By substituting, we get

\begin{align} \begin{bmatrix} y(1) \\ y(2) \\ y(4) \\ y(3) \\ \end{bmatrix} &= \begin{bmatrix} \omega & \omega^2 & \omega^3 & \omega^4 \\ \omega^2 & \omega^4 & \omega & \omega^3 \\ \omega^4 & \omega^3 & \omega^2 & \omega \\ \omega^3 & \omega & \omega^4 & \omega^2 \\ \end{bmatrix} \begin{bmatrix} 1 & 0 & 0 & 0 \\ 0 & 0 & 0 & 1 \\ 0 & 1 & 0 & 0 \\ 0 & 0 & 1 & 0 \\ \end{bmatrix} \begin{bmatrix} x(1) \\ x(3) \\ x(4) \\ x(2) \\ \end{bmatrix} + \begin{bmatrix} x(0) \\ x(0) \\ x(0) \\ x(0) \\ \end{bmatrix} \\ &= \begin{bmatrix} \omega & \omega^3 & \omega^4 & \omega^2 \\ \omega^2 & \omega & \omega^3 & \omega^4 \\ \omega^4 & \omega^2 & \omega & \omega^3 \\ \omega^3 & \omega^4 & \omega^2 & \omega \\ \end{bmatrix} \begin{bmatrix} x(1) \\ x(3) \\ x(4) \\ x(2) \\ \end{bmatrix} + \begin{bmatrix} x(0) \\ x(0) \\ x(0) \\ x(0) \\ \end{bmatrix} \end{align}

In summary, we did the following transformation, to convert the matrix on the right into a circulant matrix on the left.

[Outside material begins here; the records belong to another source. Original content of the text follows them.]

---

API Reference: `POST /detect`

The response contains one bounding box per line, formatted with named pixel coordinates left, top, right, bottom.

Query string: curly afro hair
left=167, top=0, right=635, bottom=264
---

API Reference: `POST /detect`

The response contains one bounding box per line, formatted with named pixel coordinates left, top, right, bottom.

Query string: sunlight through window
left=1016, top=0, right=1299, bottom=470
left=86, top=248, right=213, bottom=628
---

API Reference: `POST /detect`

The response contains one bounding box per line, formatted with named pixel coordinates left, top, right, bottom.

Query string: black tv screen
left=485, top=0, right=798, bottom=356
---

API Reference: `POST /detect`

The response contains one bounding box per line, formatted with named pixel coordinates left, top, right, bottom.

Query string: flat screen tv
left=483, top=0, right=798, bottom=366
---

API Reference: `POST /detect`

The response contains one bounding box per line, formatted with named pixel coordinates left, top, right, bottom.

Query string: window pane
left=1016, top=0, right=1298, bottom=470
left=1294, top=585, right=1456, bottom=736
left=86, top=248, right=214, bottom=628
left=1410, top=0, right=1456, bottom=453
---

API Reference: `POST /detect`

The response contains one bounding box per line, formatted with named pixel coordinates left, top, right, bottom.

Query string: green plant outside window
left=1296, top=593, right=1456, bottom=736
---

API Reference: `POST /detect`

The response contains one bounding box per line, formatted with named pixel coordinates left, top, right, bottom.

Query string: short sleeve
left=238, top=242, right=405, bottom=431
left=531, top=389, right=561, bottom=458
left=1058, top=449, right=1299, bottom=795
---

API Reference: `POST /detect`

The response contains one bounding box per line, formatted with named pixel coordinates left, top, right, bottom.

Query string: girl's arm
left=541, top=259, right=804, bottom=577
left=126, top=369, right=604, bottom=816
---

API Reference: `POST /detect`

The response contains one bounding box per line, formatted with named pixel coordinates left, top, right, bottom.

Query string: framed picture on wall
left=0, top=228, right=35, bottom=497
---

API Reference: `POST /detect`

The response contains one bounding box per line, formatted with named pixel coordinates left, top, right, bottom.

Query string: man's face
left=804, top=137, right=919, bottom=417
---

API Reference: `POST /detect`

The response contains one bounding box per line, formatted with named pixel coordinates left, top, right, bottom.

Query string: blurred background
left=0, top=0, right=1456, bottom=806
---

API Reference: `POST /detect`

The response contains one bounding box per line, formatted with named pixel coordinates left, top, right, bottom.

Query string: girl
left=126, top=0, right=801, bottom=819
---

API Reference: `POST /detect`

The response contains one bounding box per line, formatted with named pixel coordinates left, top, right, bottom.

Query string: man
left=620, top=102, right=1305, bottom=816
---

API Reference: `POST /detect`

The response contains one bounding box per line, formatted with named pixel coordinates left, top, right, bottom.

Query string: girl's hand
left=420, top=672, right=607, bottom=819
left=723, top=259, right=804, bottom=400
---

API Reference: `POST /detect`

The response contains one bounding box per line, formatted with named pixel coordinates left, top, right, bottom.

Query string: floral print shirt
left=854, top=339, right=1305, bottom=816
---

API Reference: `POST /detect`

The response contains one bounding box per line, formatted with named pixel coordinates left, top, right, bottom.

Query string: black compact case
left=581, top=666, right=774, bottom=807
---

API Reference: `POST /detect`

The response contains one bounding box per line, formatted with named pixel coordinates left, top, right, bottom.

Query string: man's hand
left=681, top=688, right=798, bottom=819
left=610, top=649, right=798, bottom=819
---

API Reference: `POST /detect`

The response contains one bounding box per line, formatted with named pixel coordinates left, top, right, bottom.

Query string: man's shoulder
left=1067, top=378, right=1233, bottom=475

\begin{align} \begin{bmatrix} \omega & \omega^3 & \omega^4 & \omega^2 \\ \omega^2 & \omega & \omega^3 & \omega^4 \\ \omega^4 & \omega^2 & \omega & \omega^3 \\ \omega^3 & \omega^4 & \omega^2 & \omega \\ \end{bmatrix} &= \begin{bmatrix} 1 & 0 & 0 & 0 \\ 0 & 1 & 0 & 0 \\ 0 & 0 & 0 & 1 \\ 0 & 0 & 1 & 0 \\ \end{bmatrix} \begin{bmatrix} \omega & \omega^2 & \omega^3 & \omega^4 \\ \omega^2 & \omega^4 & \omega & \omega^3 \\ \omega^3 & \omega & \omega^4 & \omega^2 \\ \omega^4 & \omega^3 & \omega^2 & \omega \\ \end{bmatrix} \begin{bmatrix} 1 & 0 & 0 & 0 \\ 0 & 0 & 0 & 1 \\ 0 & 1 & 0 & 0 \\ 0 & 0 & 1 & 0 \\ \end{bmatrix} \\ &= P_1 \begin{bmatrix} \omega & \omega^2 & \omega^3 & \omega^4 \\ \omega^2 & \omega^4 & \omega & \omega^3 \\ \omega^3 & \omega & \omega^4 & \omega^2 \\ \omega^4 & \omega^3 & \omega^2 & \omega \\ \end{bmatrix} P_2 \end{align}

Now, we will answer the following two questions:

  • How did we design the transformations (permutation matrices $P_1$ and $P_2$)?
  • How will transforming the computation to a cyclic convolution help?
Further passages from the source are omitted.